Действие происходит, судя по всему, в 60-е гг., но воспоминания охватывают эпизоды из предыдущих десятилетий. В романе очень много героев, десятки судеб — как правило, искалеченных и нескладных. Несчастливы и все Лашковы — хотя, казалось бы, эта большая, трудовая и честная семья могла жить радостно и безбедно. Но время словно прошлось по Лашковым неумолимым катком.
Понедельник. (Путь к самому себе.) Старший из Лашковых — Петр Васильевич — смолоду приехал в Узловое, небольшой пристанционный город, устроился на железной дороге, дослужился до обер-кондуктора, затем вышел на пенсию. Женился он на Марии по любви. Вырастили они шестерых детей. А что в итоге? Пустота.
Дело в том, что был Петр Васильевич человеком идейным, партийным и непримиримым. В жизнь близких он внес «поездную» прямоту и чаще всего употреблял слово «нельзя». Трое сыновей и две дочери уехали от него, а Петр Васильевич упрямо ждал, когда они вернутся с повинной. Но дети не возвращались. Вместо этого приходили известия об их смерти. Умерли обе дочери. Одного сына арестовали. Двое других погибли на войне. Истлела бессловесная Мария. И последняя из детей, Антонина, оставшаяся с отцом, не слышала от него доброго слова. Годами он даже не заглядывал к ней за дощатую перегородку.
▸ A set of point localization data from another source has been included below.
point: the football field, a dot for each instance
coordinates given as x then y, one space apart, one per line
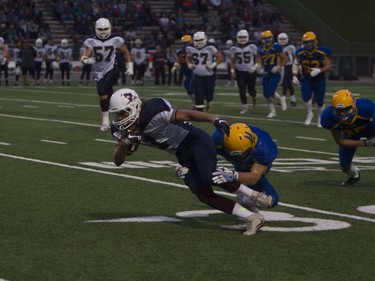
68 213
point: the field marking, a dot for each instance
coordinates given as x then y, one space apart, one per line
48 120
55 142
176 185
308 138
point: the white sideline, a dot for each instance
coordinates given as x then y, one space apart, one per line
176 185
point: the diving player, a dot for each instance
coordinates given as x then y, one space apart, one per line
272 59
100 50
352 124
314 61
161 126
В работе его путейской были случаи, памятные на всю жизнь, когда его прямота оборачивалась то добром, то злом. Не смог он простить своего помощника Фому Лескова, который как-то в войну попользовался в рейсе безответной девчонкой-инвалидом. Лесков помер через много лет от тяжелой болезни. Лашков встретил на улице похоронную процессию" и лишь тогда задумался о судьбе Фомы и его семьи. Оказалось, что сын Лескова Николай только вышел из тюрьмы и на всех озлоблен…
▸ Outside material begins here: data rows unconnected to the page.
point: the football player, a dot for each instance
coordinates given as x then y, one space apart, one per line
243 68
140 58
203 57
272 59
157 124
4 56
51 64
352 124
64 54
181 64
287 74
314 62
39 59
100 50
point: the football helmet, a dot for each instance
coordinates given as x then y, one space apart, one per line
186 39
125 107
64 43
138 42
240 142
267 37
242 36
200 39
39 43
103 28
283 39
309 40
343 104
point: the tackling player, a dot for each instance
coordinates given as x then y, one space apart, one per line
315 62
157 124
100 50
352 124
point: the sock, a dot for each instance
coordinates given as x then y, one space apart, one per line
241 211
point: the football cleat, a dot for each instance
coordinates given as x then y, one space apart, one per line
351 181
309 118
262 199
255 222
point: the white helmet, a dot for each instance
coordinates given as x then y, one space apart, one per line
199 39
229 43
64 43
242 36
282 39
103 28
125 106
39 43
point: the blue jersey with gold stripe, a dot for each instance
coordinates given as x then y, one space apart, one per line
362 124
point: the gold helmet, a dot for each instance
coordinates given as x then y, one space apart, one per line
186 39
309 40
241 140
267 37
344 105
Еще был случай — пришлось Лашкову расследовать одну аварию. Если бы не он, молодому машинисту грозил бы арест и расстрел. Однако Петр Васильевич докопался до истины и доказал, что машинист был ни при чем. Прошло много лет, теперь тот спасенный им парнишка стал важным начальником, и иногда Лашков беспокоил его какими-то просьбами — всегда о ком-то или о городе в целом, но никогда о себе самом. Теперь вот именно к этому человеку зашел он похлопотать о Николае Лескове.
В Узловске жил и тот, кому Лашков в свое время приготовил «девять грамм», — бывший начальник станции Миронов. Обвинили его в саботаже, а Лашков опять был включен в опергруппу по расследованию. Начальник районного ЧК надавил, а он поддался и принял решение о расстреле Миронова. Исполнитель приказа, однако, тайно отпустил арестованного. Миронов спасся, потом сменил фамилию и устроился смазчиком на той же дороге.
Старость стала тревожить Петра Васильевича то думами о прошлом, то странными пестрыми снами. Среди воспоминаний было одно, самое глубинное и дальнее: как-то раз в юности во время волнений в депо, когда на площади была перестрелка, Лашков ползком добрался до разбитой витрины в лавке купца Туркова. Ему не давал покоя янтарный окорок, красовавшийся за стеклом. И когда парень, рискуя жизнью, достиг заветного окна, оказалось, что в его руках картонный муляж…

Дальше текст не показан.